With that added to Hammel's arsenal, pitching coach Rick Adair sees a different pitcher than he did at the beginning of the spring.
"I really think so, because guys are getting in shape, you really don't know what they're about," Adair said. "Watched video of him when we made the trade, but he's doing some things that are really good and he's in a good place right now. It's fun to watch."
Hammel was in complete command for the first seven innings, holding Minnesota without a hit and to just two baserunners on a pair of walks. He faced the minimum 21 batters through seven, as he cancelled out both walks via the double play.
Before the eighth, Hammel allowed just two balls out of the infield and had manager Buck Showalter believing he could become the first pitcher to throw a no-no in his debut with a new team since Boston's Hideo Nomo against Baltimore in 2001.
"That was fun. I thought he had a shot at it," Showalter said. "He was carrying that type of stuff. He had all four pitches going."

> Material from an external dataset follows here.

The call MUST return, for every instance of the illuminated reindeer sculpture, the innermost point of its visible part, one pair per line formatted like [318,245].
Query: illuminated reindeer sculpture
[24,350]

But in the eighth, Hammel ran into his first bout of trouble.
Morneau clobbered the first pitch of the inning off the right-field scoreboard, not too far out of Nick Markakis' reach.
"It wasn't actually that bad of a pitch," Hammel said. "Morneau is a great hitter. It was a changeup that was up just a little bit."
Morneau then scored on Josh Willingham's double to left, which cut a 3-0 Baltimore lead to two.
Adair visited the mound to settle Hammel down, and the tall righty followed by fanning Ryan Doumit for the first out. He then walked Sean Burroughs to put runners on first and second, but struck out Luke Hughes and induced a flyball out of pinch-hitter Chris Parmelee to end the threat. That sequence impressed both Showalter and catcher Matt Wieters most.
"That's a tough thing to do, give up back-to-back doubles and come back there and then try and shift your energy from trying to throw a no-hitter to try and win a ballgame," Wieters said. "He did a great job of doing that there, especially with a guy on second and nobody out."
Jim Johnson then earned his second save with a perfect ninth.
The Orioles provided Hammel with all the support he'd need on J.J. Hardy's first homer of the season, a solo shot in the first, and Wilson Betemit's two-run double in the sixth.
Hammel made that stand up with Baltimore's third straight start of at least seven innings. It marks the first time the Orioles have done that to open a season since 2001, and Hammel has combined with Jake Arrieta and Tommy Hunter to give the rotation a 0.41 ERA (one run in 22 innings) through three games.
"That's how we're going to have to win," Wieters said. "Starting pitching is what's going to win in this division and if we keep getting starts like this, we have a good chance."
Hammel said he didn't start thinking about the possibility of coming up with Baltimore's first complete-game no-hitter since Jim Palmer's in 1969 until he got through the sixth.
But he wasn't upset to have lost it in the eighth.
"There's no disappointment there. It's one crack at it," Hammel said. "I feel like I'm going to be around the game for [a long time]. I'm sure I'll have more chances at it."